Menurut Indra Kurniawan, hal ini sangat prinsip dan sangat berkaitan dengan moral publik garut, dimana ketika tidak dijalankan maka Potensi KKN pada setiap Bisnis Rudy Gunawan sebagai Bupati Garut diduga telah terjadi.
Menanggapi kwitansi pinjaman pada 2014, tambahnya, ini juga harus diperdalam tentang identitas si peminjam, karena pada tahun itu adalah tahun Pilkada Garut, dimana transaksional sponsorship pasti terjadi, dan tinggal kita lihat saja apabila si peminjam ini di untungkan dengan mendapatkan proyek tertentu maka itu juga memiliki potensi terjadinya KKN.
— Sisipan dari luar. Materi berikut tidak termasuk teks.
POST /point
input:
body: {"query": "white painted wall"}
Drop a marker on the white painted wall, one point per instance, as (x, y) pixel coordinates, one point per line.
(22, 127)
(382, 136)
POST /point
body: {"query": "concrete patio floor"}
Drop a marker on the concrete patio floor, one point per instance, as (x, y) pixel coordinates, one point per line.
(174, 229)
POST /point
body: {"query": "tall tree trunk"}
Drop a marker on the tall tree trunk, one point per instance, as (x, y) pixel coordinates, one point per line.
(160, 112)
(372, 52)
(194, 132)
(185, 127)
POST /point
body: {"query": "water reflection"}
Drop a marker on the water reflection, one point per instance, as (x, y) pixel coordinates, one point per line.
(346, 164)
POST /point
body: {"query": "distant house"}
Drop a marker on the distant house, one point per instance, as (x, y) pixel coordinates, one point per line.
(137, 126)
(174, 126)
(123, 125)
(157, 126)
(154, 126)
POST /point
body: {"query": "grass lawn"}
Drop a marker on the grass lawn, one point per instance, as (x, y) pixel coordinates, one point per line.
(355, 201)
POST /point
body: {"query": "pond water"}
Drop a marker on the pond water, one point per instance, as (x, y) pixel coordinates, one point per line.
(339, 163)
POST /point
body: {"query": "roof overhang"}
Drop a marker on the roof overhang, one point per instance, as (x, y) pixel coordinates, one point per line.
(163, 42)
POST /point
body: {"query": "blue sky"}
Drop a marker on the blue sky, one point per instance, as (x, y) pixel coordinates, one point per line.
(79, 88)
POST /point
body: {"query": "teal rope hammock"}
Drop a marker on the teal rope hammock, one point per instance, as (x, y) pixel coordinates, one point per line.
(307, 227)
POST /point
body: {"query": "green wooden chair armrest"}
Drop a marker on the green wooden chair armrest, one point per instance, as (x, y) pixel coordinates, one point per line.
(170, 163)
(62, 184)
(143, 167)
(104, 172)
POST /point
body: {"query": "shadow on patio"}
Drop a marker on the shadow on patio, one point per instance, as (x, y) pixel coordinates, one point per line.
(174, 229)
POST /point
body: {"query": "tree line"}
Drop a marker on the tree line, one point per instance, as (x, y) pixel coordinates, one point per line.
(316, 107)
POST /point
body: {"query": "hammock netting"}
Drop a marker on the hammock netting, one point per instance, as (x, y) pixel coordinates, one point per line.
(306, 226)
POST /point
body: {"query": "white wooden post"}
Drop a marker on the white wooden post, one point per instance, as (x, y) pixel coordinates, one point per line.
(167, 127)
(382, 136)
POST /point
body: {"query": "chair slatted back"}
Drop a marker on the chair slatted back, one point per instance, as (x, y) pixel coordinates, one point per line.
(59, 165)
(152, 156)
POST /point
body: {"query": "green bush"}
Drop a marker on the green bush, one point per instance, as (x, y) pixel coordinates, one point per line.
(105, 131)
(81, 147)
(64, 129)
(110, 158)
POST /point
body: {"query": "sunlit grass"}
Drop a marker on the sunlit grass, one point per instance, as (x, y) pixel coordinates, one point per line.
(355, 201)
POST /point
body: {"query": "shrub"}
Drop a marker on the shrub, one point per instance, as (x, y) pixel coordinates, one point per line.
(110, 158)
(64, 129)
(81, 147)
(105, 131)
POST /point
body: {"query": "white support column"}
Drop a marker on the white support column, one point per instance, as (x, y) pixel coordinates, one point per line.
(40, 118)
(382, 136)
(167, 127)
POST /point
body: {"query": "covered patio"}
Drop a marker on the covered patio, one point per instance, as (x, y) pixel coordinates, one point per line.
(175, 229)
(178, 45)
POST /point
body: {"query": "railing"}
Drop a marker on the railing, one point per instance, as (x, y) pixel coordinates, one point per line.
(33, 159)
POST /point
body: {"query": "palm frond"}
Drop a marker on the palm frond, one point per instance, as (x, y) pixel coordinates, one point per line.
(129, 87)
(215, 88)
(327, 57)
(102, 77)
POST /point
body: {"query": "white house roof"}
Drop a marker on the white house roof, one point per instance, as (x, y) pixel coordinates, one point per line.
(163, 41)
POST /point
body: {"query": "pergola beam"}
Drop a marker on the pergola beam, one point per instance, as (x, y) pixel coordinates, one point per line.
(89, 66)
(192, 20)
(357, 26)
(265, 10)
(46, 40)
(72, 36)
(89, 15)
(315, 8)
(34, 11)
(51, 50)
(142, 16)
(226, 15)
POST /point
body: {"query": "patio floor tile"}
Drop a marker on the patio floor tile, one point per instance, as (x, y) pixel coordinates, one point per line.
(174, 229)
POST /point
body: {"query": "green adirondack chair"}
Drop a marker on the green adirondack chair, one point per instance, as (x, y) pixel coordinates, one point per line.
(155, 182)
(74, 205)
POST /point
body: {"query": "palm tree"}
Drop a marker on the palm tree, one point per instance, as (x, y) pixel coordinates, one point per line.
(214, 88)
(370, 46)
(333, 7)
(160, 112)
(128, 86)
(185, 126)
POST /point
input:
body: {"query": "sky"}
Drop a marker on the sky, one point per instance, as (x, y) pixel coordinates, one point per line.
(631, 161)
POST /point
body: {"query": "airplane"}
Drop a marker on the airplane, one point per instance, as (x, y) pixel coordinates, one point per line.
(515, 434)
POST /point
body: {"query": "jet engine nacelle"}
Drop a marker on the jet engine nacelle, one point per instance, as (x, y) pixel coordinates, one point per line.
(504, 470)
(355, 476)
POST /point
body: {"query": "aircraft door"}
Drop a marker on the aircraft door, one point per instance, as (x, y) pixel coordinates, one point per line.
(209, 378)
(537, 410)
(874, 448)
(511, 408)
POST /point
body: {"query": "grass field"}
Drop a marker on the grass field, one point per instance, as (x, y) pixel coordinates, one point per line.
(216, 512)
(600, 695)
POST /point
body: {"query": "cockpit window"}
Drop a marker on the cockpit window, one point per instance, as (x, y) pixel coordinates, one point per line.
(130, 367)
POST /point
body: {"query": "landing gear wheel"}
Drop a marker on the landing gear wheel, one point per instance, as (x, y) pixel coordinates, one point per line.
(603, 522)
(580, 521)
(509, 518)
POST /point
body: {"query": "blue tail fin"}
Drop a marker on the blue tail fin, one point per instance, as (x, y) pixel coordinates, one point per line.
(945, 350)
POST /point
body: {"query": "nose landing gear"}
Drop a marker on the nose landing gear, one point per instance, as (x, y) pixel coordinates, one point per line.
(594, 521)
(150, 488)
“Se simple itu melihat adanya nepotisme atau tidak pada tindakan-tindakan Bupati Garut yang dimungkinkan terjadinya penyalahgunaan wewenang terhadap kekuasaannya untuk menguntungkan pribadi serta keluarga dan kerabatnya,” ungkapnya.
Lalu apakah ini pelanggaran? Indra menandaskan, kedalaman ini wajib di gali oleh Hak-Hak DPRD Garut dalam proses Pansus kedepan.
“Saya melihat proses-proses kita (D’Ragam) dalam mempertanyakan kinerja tentu berbasis pada End Product Bupati/Wabup Garut selama menjabat, dan tentu kinerja ini se paket, dan bahwa statement bupati dalam videonya yang menyatakan jangan membawa nama Helmi Budiman dalam pusaran kasus ini adalah pernyataan yang lucu, karena dalam setiap kebijakan publik maka wabup garut dianggap telah menyetujui baik secara de jure ataupun de facto terhadap setiap keputusan yang mengakibatkan kegaduhan selama ini di seluruh sektor public service,” paparnya.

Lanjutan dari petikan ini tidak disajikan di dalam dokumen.